All five strains of meningococcal are vaccine preventable however not all strains are covered with one vaccine.There is a vaccine covering types ACW & Y (thought to provide protection for 5 years) and another for type B.
In Australia meningitis risk peaks initially in early childhood and again in late teens. Infants in Australia are routinely vaccinated against meningococcal meningitis type C, which provides long term protection. As a consequence, rates of type C have dropped significantly and are now rare. Type B had been the most common for years until recently. A vaccine against it has been developed but is expensive, requires at least two doses, has a higher rate of side effects and is yet to be funded by the Government. In Australia type W has become increasingly common and as result children are now vaccinated against ACW & Y. There are about 20 cases of meningococcal disease a year in WA.
Meningococcal meningitis in travellers is quite rare, but devastating and often fatal. The African meningitis belt below the Sahara Desert has meningococcal outbreaks annually in the dry season between December and June, and travel to this area requires cover with a broad meningococcal vaccine which provides cover against four strains – A C W and Y.
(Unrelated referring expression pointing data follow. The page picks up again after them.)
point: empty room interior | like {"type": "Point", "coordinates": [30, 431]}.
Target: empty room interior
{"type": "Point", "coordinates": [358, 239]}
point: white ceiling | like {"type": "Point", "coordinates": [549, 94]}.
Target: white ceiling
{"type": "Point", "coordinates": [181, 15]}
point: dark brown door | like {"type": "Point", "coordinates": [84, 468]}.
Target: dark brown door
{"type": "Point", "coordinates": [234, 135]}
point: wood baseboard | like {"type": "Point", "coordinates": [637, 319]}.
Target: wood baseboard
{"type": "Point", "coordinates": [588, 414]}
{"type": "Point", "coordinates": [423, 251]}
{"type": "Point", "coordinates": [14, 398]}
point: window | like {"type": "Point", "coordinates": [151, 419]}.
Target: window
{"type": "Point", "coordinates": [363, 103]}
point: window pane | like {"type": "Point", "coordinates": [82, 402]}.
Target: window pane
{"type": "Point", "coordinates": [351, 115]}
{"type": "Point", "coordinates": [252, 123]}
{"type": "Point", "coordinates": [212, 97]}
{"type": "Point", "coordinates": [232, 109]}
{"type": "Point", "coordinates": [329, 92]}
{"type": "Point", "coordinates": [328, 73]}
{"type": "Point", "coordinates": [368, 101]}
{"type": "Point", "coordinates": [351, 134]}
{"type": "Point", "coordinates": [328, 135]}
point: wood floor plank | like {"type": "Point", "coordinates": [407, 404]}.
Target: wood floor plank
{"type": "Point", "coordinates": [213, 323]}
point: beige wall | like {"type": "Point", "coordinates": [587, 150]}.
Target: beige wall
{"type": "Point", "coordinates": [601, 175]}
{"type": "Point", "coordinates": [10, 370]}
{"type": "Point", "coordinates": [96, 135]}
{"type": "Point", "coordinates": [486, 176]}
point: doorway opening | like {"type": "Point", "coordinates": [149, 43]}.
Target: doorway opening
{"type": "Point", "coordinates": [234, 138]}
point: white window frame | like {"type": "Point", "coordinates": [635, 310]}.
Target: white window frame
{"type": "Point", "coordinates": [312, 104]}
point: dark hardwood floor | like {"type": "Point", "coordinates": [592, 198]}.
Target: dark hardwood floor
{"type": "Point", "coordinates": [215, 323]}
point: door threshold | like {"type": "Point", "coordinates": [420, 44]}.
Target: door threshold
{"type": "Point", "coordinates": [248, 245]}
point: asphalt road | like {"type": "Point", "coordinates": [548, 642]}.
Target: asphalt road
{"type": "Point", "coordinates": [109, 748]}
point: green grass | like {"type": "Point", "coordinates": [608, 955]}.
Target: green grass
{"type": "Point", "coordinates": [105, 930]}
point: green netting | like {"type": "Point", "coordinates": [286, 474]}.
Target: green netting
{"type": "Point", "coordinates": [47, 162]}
Outside the African meningitis belt, outbreaks of meningococcal disease also occur. These are usually associated with overcrowding and smoky environments. Examples include school boarding houses, university dormitories and army barracks –situations where a large number of people from far afield all come together and sleep in crowded accommodation. It is a mandatory vaccine for pilgrims to Mecca as a consequence of outbreaks in previous years. It can be a useful vaccine for young people doing voluntary work in orphanages and schools. Modes of travel and accommodation as well as destination and age are therefore factors to be taken into account when considering vaccination.